フィッチは、先週、東京を訪れ、日本のソブリン格付けに付いての年次報告作成に着手した。

この東京訪問の間、財務省・日銀・金融庁、内閣府の高官との、会合が持たれた。

フィッチは、この結果を11月には、発表するであろうが、ここでは、金融部門における問題解決方針や、中期の財政再建達成への強い確約に付いての、協調的・統合的方針の欠如のゆえに、格下げにいたるであろうと警告している。

日本の長期の外貨建て・自国通貨建て格付けは、現在、AA格で、見通しは、ネガティブである。

2001年第4四半期まで、3四半期連続して縮小を見せた経済活動は、2002年上半期には、落ち着きを見せた。

しかし、このやや明るい事態は、完全に外部要因によるものであり、それは、世界経済やアジア地域経済の好調と、2001年末までの円安を強く反映してのものである。

国内需要-特に、民間部門投資においては、依然瀕死の状態であり、このことは、国内経済の弱体化の進行を強く表している。

将来的にみても、GDPについて、世界的にも弱気の展望しかない元では、成長への外部からの支えも、望み薄である。

全体的に財政効果が得られにくい元で、フィッチは、公共事業プロジェクトの抑制への努力は、認めるものであり、また、過去においては、経済立て直しの典型的な対策であった補正予算がなされないことにも注目している。

しかし、それでもなお、大枠での政府債務が、今年の年末までに、GDPの150パーセントを超すことになり、財政動態は、劇的なものではないにしろ、マイナスの方向へのままである。

実行可能な減税に付いての議論が進行している中で、フィッチは、2003年には、財政的にやや楽になるものと予測はしているものの、それ以上に心配なのは、中期構想の下での、財政再建の遅れである。

2010年以降、最初の財政余剰を達成しようという財務省の目標は、GDPに占める政府債務比率が引き続き上昇し続けることを阻止するに、十分のものではない。

フィッチが見るに、昨年、金融部門強化への取り組みの進展は、期待はずれのものであった。

この間において、金融機関は、驚くべき金額の不良債権に対する引き当てをおこなったものの、フィッチの見るに、金融機関の資産内容を決定的に決める規模で、金融セクターが抱える不良債権(NPL)問題解決を図るには、不十分なものであった。

一方で、金融機関の、過剰供給圧力やデフレ圧力に貢献すると見られる会社への融資開拓は、きわめて不十分であり、新規貸し出しを渋り、そのことで、新規投資機会を抑制している。

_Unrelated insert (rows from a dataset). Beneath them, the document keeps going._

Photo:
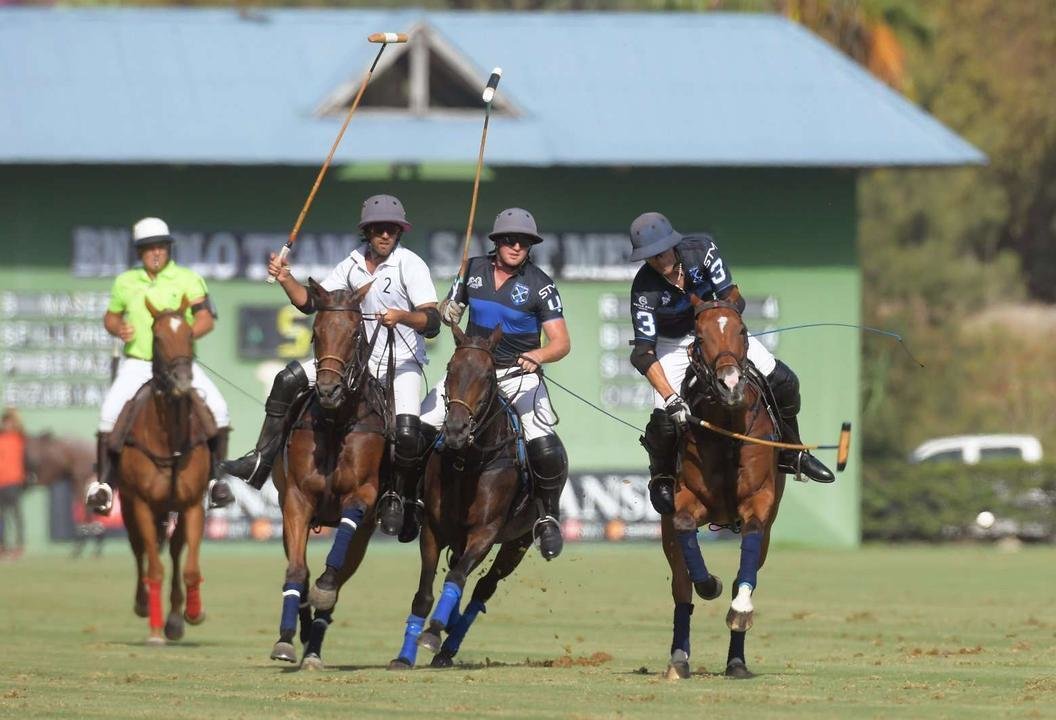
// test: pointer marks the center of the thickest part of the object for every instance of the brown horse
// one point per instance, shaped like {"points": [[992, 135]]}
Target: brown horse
{"points": [[471, 495], [723, 481], [331, 471], [164, 468]]}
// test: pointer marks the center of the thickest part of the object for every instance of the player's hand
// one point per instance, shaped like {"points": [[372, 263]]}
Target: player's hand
{"points": [[278, 268]]}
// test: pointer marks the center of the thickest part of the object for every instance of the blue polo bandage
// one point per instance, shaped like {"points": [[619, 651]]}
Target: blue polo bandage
{"points": [[351, 518]]}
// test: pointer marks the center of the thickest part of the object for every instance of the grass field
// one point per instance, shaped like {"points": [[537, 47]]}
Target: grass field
{"points": [[965, 631]]}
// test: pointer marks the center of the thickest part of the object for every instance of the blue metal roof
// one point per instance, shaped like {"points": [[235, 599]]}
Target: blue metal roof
{"points": [[116, 86]]}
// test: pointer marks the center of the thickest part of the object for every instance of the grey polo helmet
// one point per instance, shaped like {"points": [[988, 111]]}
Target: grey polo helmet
{"points": [[651, 234], [515, 222], [150, 231], [383, 209]]}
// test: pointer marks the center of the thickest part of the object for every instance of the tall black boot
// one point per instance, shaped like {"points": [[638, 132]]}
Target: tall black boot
{"points": [[255, 467], [661, 442], [786, 386], [220, 493], [549, 468], [99, 496]]}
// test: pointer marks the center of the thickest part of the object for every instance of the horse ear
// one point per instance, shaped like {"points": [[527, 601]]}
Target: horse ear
{"points": [[495, 336]]}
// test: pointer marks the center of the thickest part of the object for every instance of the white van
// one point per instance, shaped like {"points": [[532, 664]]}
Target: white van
{"points": [[972, 449]]}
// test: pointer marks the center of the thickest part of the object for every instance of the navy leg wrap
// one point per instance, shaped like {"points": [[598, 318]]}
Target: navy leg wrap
{"points": [[458, 628], [448, 604], [691, 552], [410, 649], [751, 549], [319, 625], [291, 593], [351, 519], [680, 640]]}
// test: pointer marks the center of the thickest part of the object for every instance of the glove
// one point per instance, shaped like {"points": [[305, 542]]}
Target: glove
{"points": [[451, 310], [677, 410]]}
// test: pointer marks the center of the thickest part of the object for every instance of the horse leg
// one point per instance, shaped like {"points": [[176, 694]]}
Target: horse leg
{"points": [[296, 512], [174, 623], [681, 592], [507, 560], [430, 550]]}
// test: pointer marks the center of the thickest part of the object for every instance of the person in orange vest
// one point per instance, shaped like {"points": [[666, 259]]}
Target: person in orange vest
{"points": [[12, 480]]}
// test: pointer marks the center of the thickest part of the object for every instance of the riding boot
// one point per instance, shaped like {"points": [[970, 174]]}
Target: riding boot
{"points": [[255, 467], [414, 509], [661, 443], [786, 386], [220, 493], [99, 496], [549, 469]]}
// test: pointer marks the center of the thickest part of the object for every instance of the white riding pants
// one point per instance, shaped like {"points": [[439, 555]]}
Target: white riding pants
{"points": [[132, 373]]}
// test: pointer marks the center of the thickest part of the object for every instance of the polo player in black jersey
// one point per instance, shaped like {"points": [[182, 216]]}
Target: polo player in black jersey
{"points": [[505, 288], [677, 266]]}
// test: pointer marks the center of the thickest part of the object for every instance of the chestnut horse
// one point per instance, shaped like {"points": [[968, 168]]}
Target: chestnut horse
{"points": [[163, 468], [331, 470], [722, 481], [470, 492]]}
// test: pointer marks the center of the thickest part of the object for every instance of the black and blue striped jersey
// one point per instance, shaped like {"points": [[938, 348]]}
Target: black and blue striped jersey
{"points": [[658, 308], [521, 305]]}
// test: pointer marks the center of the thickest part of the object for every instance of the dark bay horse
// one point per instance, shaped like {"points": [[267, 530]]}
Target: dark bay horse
{"points": [[470, 492], [331, 470], [163, 468], [722, 481]]}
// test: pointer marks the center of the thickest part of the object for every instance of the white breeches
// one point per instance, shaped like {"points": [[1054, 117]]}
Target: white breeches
{"points": [[527, 395], [674, 357], [132, 373], [407, 386]]}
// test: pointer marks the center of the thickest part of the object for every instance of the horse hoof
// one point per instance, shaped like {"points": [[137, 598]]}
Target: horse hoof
{"points": [[737, 669], [739, 622], [312, 662], [174, 626], [442, 659], [322, 600], [678, 668], [284, 651], [709, 589], [430, 641]]}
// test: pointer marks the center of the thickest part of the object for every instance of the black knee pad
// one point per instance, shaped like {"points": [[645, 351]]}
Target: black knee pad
{"points": [[786, 386], [288, 382], [548, 461]]}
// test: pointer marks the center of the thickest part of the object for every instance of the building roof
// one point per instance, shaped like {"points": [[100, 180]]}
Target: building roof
{"points": [[178, 86]]}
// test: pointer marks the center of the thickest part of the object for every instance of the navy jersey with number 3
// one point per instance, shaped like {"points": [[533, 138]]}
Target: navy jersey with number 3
{"points": [[658, 308]]}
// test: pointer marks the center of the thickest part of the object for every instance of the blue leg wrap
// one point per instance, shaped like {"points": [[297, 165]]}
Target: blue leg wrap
{"points": [[751, 549], [410, 649], [291, 593], [458, 628], [351, 519], [680, 639], [691, 552], [448, 604]]}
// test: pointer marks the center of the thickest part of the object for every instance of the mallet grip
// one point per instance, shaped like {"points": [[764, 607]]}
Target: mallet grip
{"points": [[388, 37]]}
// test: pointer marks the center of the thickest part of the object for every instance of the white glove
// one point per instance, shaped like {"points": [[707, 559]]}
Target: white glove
{"points": [[676, 409], [451, 311]]}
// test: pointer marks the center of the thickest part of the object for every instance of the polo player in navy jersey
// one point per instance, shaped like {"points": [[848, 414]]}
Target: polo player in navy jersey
{"points": [[506, 288]]}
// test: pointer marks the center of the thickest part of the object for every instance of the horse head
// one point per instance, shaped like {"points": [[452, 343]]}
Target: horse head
{"points": [[470, 385], [173, 348], [720, 351], [336, 338]]}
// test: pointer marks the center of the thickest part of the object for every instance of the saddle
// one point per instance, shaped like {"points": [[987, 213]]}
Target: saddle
{"points": [[203, 424]]}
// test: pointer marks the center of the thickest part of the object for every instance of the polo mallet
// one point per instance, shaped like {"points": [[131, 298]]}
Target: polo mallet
{"points": [[487, 96], [384, 39]]}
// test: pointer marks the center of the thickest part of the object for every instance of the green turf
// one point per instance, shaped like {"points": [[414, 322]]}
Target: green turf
{"points": [[961, 631]]}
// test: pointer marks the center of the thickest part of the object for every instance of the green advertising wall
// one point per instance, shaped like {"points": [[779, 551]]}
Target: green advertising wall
{"points": [[788, 235]]}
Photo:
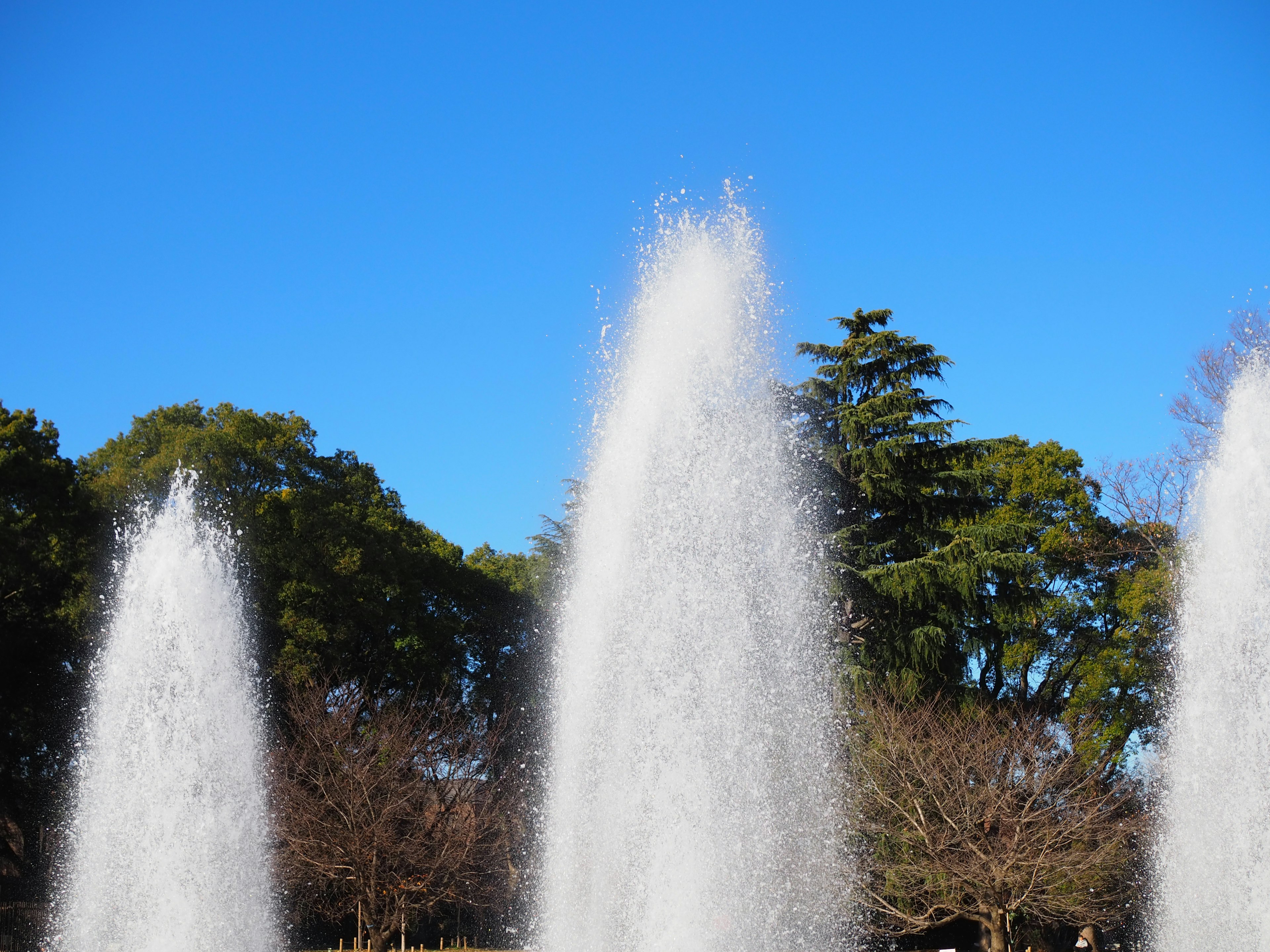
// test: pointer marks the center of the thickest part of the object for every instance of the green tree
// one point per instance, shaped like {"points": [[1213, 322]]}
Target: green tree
{"points": [[913, 559], [46, 530], [342, 578], [984, 565], [1078, 630]]}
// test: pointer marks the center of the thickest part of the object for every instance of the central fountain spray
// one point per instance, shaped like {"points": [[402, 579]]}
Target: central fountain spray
{"points": [[1213, 861], [169, 834], [690, 799]]}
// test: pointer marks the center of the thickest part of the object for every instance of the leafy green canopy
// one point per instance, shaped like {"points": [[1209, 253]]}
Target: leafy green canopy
{"points": [[45, 558]]}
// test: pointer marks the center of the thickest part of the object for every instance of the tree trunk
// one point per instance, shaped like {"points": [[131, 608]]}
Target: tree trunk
{"points": [[997, 927]]}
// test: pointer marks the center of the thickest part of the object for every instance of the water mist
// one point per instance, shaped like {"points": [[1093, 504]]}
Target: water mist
{"points": [[169, 834], [690, 791], [1213, 860]]}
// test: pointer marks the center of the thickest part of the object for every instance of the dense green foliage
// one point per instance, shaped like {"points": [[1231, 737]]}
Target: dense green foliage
{"points": [[342, 578], [984, 568], [45, 531], [975, 565]]}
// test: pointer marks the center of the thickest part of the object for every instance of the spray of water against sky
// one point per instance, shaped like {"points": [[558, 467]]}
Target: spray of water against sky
{"points": [[169, 834], [691, 766], [1213, 860]]}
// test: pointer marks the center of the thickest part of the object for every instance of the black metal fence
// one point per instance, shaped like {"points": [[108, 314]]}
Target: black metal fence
{"points": [[22, 926]]}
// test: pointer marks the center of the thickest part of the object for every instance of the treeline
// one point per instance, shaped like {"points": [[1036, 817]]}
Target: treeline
{"points": [[340, 580], [987, 593]]}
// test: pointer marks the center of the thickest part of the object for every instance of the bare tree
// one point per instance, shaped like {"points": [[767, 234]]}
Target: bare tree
{"points": [[1199, 411], [390, 804], [972, 813], [1149, 498]]}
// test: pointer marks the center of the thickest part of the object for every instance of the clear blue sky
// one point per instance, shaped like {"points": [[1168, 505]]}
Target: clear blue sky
{"points": [[389, 218]]}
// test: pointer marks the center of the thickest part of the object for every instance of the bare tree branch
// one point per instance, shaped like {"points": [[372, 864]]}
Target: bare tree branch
{"points": [[393, 804], [1006, 817]]}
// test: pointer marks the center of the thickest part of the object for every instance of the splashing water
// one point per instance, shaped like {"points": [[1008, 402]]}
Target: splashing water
{"points": [[1213, 861], [690, 798], [169, 834]]}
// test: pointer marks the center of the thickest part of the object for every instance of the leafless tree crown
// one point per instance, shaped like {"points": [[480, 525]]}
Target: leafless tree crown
{"points": [[1199, 409], [977, 813], [393, 804]]}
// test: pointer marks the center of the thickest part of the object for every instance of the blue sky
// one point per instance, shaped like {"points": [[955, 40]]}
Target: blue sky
{"points": [[394, 218]]}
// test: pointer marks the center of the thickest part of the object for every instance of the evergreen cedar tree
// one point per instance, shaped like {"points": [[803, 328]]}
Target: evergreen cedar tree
{"points": [[977, 564], [978, 567]]}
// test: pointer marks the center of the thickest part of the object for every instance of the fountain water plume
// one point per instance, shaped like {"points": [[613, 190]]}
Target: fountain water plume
{"points": [[1213, 857], [691, 775], [169, 833]]}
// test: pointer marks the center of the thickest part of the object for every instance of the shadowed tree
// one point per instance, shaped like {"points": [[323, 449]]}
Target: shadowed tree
{"points": [[46, 539], [977, 813], [913, 564]]}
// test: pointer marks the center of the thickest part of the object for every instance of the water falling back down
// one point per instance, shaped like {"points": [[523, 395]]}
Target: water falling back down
{"points": [[169, 833], [690, 791], [1213, 858]]}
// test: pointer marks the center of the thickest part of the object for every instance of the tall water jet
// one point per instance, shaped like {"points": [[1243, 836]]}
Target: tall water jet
{"points": [[690, 790], [169, 834], [1213, 858]]}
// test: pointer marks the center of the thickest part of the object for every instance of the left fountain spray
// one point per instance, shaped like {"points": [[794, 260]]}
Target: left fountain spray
{"points": [[169, 847]]}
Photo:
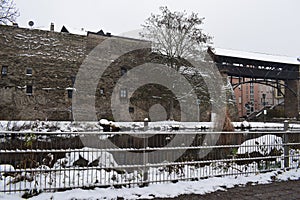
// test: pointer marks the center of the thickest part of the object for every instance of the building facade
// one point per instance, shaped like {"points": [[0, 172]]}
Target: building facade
{"points": [[39, 69]]}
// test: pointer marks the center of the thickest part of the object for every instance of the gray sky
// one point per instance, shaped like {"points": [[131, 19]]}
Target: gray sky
{"points": [[267, 26]]}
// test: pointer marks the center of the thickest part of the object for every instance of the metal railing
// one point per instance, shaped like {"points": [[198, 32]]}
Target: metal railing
{"points": [[58, 161]]}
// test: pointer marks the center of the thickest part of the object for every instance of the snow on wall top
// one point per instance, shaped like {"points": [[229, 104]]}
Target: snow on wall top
{"points": [[256, 56]]}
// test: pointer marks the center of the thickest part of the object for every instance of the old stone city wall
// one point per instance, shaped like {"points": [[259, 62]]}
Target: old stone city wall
{"points": [[39, 67]]}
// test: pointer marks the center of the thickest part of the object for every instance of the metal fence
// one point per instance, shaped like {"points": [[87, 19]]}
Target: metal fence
{"points": [[58, 161]]}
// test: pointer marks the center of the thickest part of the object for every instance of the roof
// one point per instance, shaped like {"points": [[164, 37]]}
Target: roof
{"points": [[256, 56]]}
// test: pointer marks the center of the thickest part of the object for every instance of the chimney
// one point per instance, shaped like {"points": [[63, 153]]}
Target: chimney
{"points": [[52, 27]]}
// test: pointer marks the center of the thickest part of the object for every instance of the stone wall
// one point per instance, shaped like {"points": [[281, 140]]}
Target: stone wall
{"points": [[49, 63]]}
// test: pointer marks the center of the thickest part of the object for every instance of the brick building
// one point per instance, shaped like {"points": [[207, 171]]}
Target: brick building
{"points": [[39, 68]]}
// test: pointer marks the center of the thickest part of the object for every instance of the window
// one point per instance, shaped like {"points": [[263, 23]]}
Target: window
{"points": [[123, 71], [101, 91], [4, 70], [29, 89], [131, 109], [123, 93], [73, 79], [70, 93], [29, 71]]}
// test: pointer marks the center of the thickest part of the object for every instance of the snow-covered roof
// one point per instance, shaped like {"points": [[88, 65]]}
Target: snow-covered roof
{"points": [[256, 56]]}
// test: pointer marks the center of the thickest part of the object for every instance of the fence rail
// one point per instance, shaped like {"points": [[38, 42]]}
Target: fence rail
{"points": [[56, 161]]}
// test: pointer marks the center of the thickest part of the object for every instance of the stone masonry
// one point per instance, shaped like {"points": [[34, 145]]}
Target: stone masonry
{"points": [[39, 68]]}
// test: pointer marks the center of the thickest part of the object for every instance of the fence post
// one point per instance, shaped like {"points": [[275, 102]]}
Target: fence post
{"points": [[285, 144], [145, 170]]}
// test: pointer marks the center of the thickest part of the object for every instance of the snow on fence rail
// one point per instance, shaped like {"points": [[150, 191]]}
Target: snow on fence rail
{"points": [[38, 161]]}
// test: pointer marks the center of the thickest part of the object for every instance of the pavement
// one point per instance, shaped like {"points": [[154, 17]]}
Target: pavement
{"points": [[287, 190]]}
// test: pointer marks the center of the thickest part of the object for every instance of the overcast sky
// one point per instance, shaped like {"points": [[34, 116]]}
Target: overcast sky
{"points": [[267, 26]]}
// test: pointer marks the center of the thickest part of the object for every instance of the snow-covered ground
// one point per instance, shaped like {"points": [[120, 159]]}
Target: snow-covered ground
{"points": [[167, 189], [65, 174], [67, 126]]}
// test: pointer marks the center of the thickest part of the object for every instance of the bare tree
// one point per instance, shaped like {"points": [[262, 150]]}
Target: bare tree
{"points": [[8, 11], [175, 34]]}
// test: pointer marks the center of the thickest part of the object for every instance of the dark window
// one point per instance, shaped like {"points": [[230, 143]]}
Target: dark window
{"points": [[131, 109], [123, 93], [29, 89], [29, 71], [70, 93], [101, 91], [123, 71], [4, 70]]}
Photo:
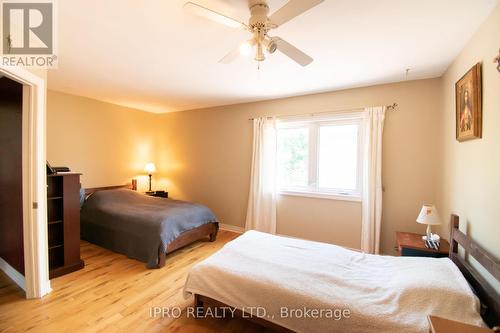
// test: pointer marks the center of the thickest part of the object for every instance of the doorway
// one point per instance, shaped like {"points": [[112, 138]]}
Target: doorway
{"points": [[23, 206], [11, 175]]}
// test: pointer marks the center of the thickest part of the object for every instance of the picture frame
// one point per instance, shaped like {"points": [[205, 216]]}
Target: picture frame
{"points": [[468, 95]]}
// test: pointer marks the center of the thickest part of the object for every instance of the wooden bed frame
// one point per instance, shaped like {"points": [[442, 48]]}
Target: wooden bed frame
{"points": [[209, 230], [490, 300]]}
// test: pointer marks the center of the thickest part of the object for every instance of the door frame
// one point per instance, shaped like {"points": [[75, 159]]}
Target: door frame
{"points": [[36, 263]]}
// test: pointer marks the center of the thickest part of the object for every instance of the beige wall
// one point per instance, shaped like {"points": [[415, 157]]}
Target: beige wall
{"points": [[108, 143], [205, 156], [469, 179]]}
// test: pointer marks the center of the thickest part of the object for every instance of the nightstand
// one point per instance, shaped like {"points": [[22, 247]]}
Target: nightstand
{"points": [[412, 245], [160, 194], [441, 325]]}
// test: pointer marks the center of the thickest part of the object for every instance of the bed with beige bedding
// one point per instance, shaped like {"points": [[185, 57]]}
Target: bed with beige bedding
{"points": [[380, 293]]}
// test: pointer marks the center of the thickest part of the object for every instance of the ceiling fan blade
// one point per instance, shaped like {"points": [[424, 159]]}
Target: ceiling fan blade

金融機関の資本比率を押し上げ、金融機関のバランスシートから金融機関保有の不良債権を一掃するためには、政府からの干渉なくして、民間部門の負債問題は、解決しそうもない。

ここで、フィッチは、RCCに対して、昨年の法改正後以上の強い役割を果たすことを希望する。

先週、日銀が、日銀独自の不良債権評価の発表をふくめての急進的な政策行動を発表したり、金融庁首脳の人事異動の後、金融機関問題解決に付いて、いくつかの方針変更のはっきりした兆候がみられる。

このことは、結果的に、公的資金注入への動きを加速させ、其のことは、企業の再編成を伴うものであることを条件とするならば、たとえ、目先では、それによって、政府部門の負債を増やすことにはなるが、歓迎すべきことである。

しかしながら、そのような計画は、ごく初期の段階にあり、これに付いての激しい議論が、その構想に付いて行われる可能性がある。

そこに多くの考慮すべき妥協点があるにせよ、緊急性をもって断固として行うことが、この際、求められる。

さらに、デフレの進行でリストラが加速することによる衝撃を、当面相殺しうるマクロ経済学的手法のうち、取りうる手法に付いて、政策協調を図ることが重要となる。

フィッチは、金融市場において不安を醸成するような、更なる非協調的な政策が発表されることについて、関心を持って見守る。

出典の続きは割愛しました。